Earlier this year, the Hamilton Arts Council partnered with The Cotton Factory to host a series of year-round artist residencies. The Cotton Factory generously agreed to donate a studio space and the Hamilton Arts Council, would facilitate an artist-in-residence program. This partnership has providing a valuable opportunity for local artists from a wide range of disciplines and career levels, the unique residency program exists to build the practice of these artists and engage them with the flourishing hub of creative activity at the Cotton Factory. Over the past year, the Residency has hosted a handful of accomplished artists who have enriched their practice and furthered their careers in some key ways.
Hamilton-based painter Kristofir Dean remarked that "the residency was a lot of fun and I really enjoyed working outside of my home studio over the summer." Dean also spoke about the community of creative individual at the Cotton Factory as "a stimulating aspect of working in the space... socializing with other artists and creatives became part of a regular residency day". It wasn't something he consistently was able to experience when he was working at his home studio and that was definitely a plus when it came to the Cotton Factory studio.

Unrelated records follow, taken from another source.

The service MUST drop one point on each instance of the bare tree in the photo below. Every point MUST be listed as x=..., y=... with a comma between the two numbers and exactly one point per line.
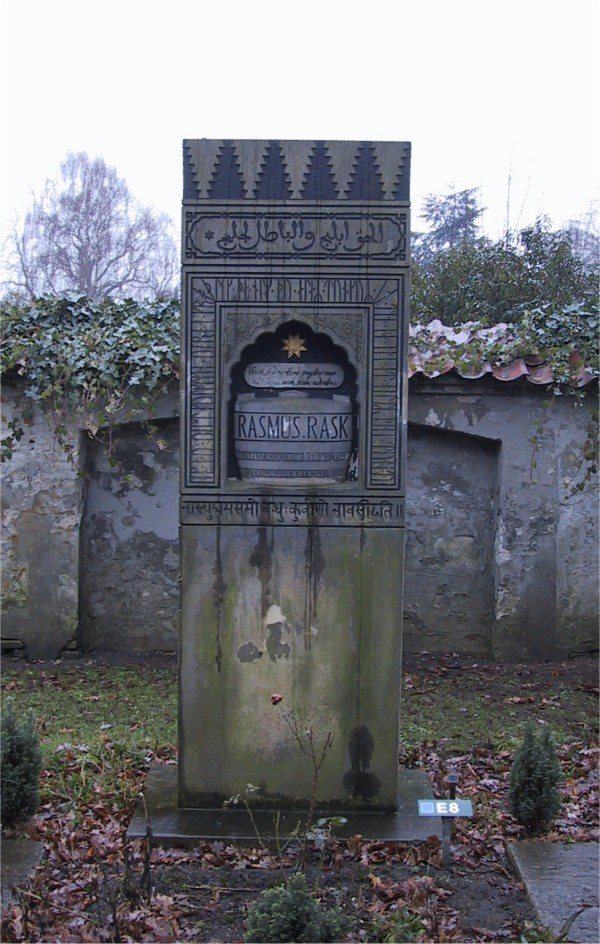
x=86, y=233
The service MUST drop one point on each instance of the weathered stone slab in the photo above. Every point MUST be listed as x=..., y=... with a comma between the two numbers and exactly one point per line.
x=19, y=859
x=289, y=617
x=173, y=825
x=560, y=878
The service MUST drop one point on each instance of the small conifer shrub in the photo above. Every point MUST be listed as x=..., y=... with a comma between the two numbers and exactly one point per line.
x=290, y=913
x=533, y=795
x=21, y=764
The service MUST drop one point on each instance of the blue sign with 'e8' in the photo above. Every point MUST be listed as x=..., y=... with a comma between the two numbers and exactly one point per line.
x=445, y=808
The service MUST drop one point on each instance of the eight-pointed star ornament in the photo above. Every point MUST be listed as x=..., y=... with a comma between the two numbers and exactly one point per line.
x=294, y=345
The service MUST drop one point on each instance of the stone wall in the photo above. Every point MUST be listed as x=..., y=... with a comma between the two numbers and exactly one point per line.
x=502, y=546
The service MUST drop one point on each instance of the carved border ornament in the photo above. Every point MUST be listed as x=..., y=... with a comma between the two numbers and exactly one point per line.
x=313, y=232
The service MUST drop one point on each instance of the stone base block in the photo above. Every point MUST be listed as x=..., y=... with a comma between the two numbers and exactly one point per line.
x=179, y=827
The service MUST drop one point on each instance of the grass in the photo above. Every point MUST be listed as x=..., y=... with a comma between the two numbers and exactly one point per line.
x=99, y=725
x=488, y=705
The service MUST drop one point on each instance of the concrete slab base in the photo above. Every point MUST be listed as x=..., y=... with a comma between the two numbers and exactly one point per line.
x=19, y=858
x=560, y=878
x=173, y=826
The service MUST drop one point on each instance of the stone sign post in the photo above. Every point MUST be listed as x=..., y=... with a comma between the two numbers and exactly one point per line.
x=294, y=330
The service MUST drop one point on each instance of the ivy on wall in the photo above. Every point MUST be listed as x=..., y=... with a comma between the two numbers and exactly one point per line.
x=86, y=358
x=91, y=359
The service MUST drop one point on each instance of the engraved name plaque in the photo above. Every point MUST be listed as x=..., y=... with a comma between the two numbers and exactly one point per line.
x=315, y=376
x=293, y=436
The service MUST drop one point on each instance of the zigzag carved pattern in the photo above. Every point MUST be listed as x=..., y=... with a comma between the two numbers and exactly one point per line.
x=324, y=170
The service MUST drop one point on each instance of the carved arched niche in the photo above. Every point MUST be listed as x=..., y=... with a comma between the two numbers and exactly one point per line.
x=247, y=377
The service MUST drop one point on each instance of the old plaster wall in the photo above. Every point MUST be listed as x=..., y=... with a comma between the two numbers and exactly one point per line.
x=502, y=544
x=41, y=513
x=451, y=518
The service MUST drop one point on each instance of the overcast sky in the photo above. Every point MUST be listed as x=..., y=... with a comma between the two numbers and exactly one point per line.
x=478, y=87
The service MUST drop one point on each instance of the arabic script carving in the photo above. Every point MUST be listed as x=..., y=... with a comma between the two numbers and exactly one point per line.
x=218, y=235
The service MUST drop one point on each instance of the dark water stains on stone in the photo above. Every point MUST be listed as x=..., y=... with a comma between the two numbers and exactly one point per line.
x=315, y=565
x=275, y=647
x=359, y=780
x=262, y=558
x=249, y=652
x=219, y=590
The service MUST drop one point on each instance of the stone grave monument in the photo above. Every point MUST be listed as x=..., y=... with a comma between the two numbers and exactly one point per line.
x=293, y=416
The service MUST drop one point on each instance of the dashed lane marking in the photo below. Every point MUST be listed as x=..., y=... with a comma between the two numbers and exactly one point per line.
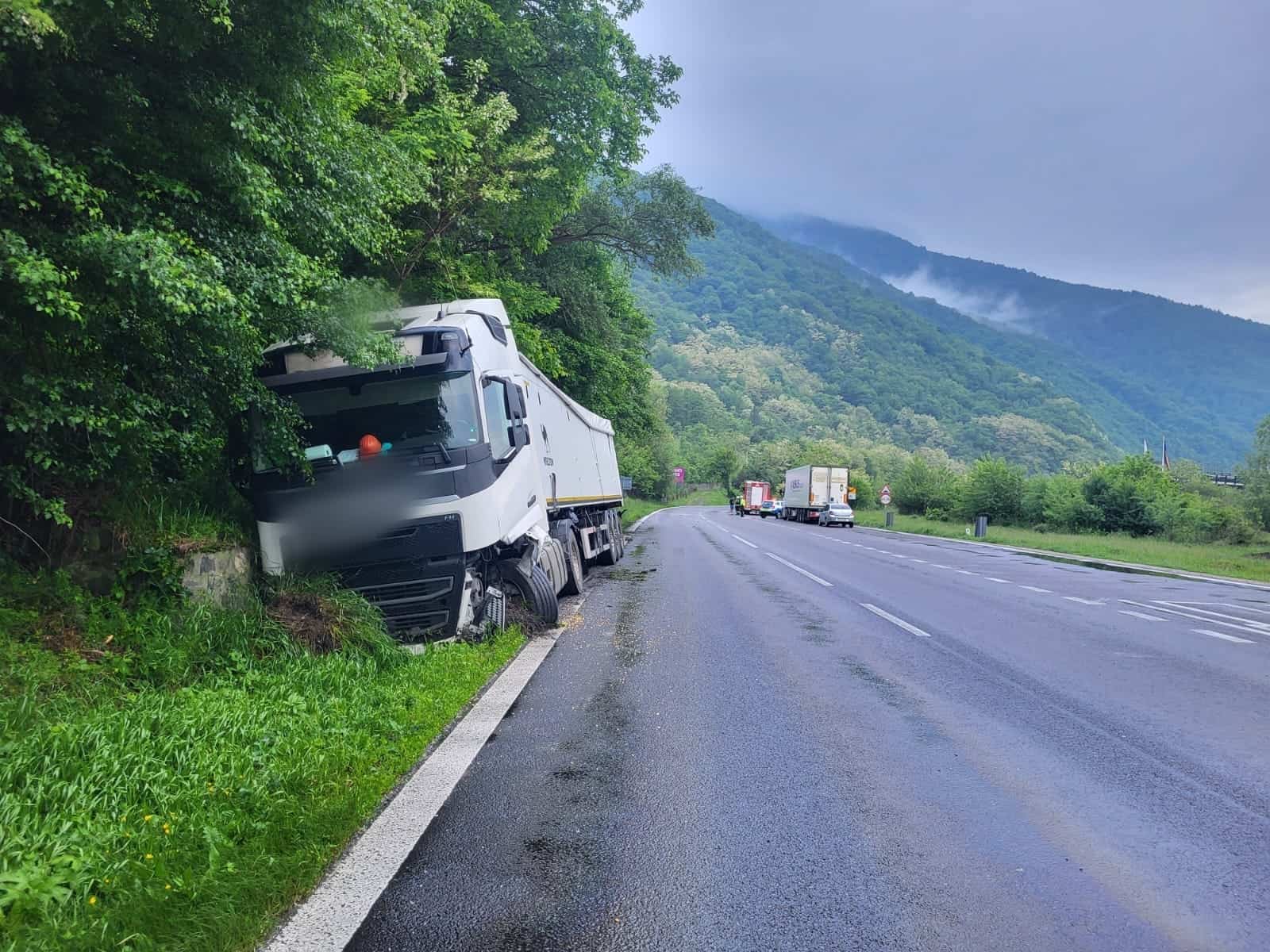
x=1223, y=636
x=893, y=620
x=1162, y=607
x=1191, y=607
x=817, y=579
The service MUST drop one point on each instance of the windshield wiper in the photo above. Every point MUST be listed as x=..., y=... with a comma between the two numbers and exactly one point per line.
x=444, y=454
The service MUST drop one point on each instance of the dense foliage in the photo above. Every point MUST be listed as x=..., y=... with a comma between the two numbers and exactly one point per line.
x=1133, y=495
x=182, y=184
x=1140, y=363
x=175, y=778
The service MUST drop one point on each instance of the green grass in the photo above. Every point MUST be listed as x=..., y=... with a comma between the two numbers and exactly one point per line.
x=635, y=509
x=175, y=778
x=1251, y=562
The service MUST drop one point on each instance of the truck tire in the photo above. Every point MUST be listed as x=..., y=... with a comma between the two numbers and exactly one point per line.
x=613, y=554
x=619, y=533
x=564, y=535
x=537, y=590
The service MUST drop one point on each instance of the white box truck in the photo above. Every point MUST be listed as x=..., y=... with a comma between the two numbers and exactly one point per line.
x=442, y=482
x=810, y=489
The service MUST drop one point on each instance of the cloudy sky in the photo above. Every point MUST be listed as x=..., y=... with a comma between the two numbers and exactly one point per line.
x=1118, y=143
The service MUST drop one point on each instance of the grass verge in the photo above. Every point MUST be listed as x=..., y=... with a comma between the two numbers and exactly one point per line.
x=1251, y=562
x=635, y=509
x=177, y=778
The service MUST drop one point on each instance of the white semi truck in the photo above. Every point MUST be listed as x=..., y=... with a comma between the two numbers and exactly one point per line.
x=440, y=484
x=810, y=489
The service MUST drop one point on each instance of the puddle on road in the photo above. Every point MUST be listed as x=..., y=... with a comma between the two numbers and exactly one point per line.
x=1102, y=566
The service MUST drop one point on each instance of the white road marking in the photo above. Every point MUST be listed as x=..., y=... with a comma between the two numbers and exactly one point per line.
x=1223, y=636
x=800, y=571
x=893, y=620
x=342, y=900
x=1191, y=607
x=1191, y=616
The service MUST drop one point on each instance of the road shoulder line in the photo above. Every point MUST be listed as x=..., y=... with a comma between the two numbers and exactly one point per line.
x=1162, y=570
x=329, y=917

Dean made a splash with his work on social media, too. In posting updates on Instagram, he caught the attention of a new Montreal-based gallery called Gallerie Bloom and secured a showing with them. And, he has just confirmed a featured exhibition in Vancouver at Ian Tan Gallery after posting installation shots from a recent talk he gave regarding the Residency. In this way, working at the Cotton Factory has been instrumental in Dean's outreach to curators across Canada which has been part of the goal of this initiative.
For quilter and an artist Tania Denyer, being a part of the Cotton Factory Residency was a validating and pivotal change in her career as an artist. "I can now say “career as an artist” in reference to myself," says Denyer, "without feeling like a fraud." Before the program, Denyer describes she had been defining herself as single, working mother. "Of course I made things. I have always made things but to call them art? To take that a step further and call myself an artist? That was crazy talk."
The pivotal change happened when she attended one of the Hamilton Arts Council's Art Bus Studio Tours. "Meeting Annette and visiting Albright Knox, where I had last been when I was 16 was the beginning of the shift. Annette told me about the [Cotton Factory Residency] program and encouraged me to apply. In fact her last word as I left the bus was "Apply!" Her daughter added fuel to fire when, on the way home, she said to Denier "you're are going to apply right?"
Denier stresses the importance of having a "dedicated space to create". Calling it transformative, Denier says, "To be somewhere that I was known as an artist, that I did not have to explain that yes I make art, was the key. If others saw me as an artist then it was only a matter of time before I did too."
The Cotton Factory Residency hasn't just opened doors at other galleries or inspired artists to dig deeper into their practice. Indeed, for visual artists Danielle Roberts, the Residency has been key to accessing additional funding and opportunities that might never have been possible before. During her time at the Cotton Factory, Roberts was selected as one of the recipients of the Dean Collection 20 Award.
The Dean Collection was founded by Kasseem “Swizz Beatz” Dean and Alicia Keys as a contemporary, family art collection focused on the support of living artists. Supporting artists and cultural visionaries around the globe, the Dean Collection gives 20 artists from anywhere in the world $5,000 each to pursue their art however they wanted. The grants are unrestricted but there’s incentive for the winners to do something ambitious with their money. Roberts recalls there were "over 5000 applicants and a team of curators choosing the candidates"
She says, "the grant is funding for me to complete the work I had proposed to do during my Residency and to host an exhibition of that work upon completion." Local audiences will get a chance to see this work in November when it opens at HAVN on Barton Street. "Right now", she says, "I'm in the process of contacting media outlets to get the word out."
With space is now becoming a commodity in Hamilton, especially for artists, the establishment of a consistent and supportive residency for Hamilton artists speaks to the core of the HAC’s mission statement. With success stories like these, we’re confident that the Cotton Factory Residency is the kind of winning partnership that will continue and should be pursued by other arts organizations in this community.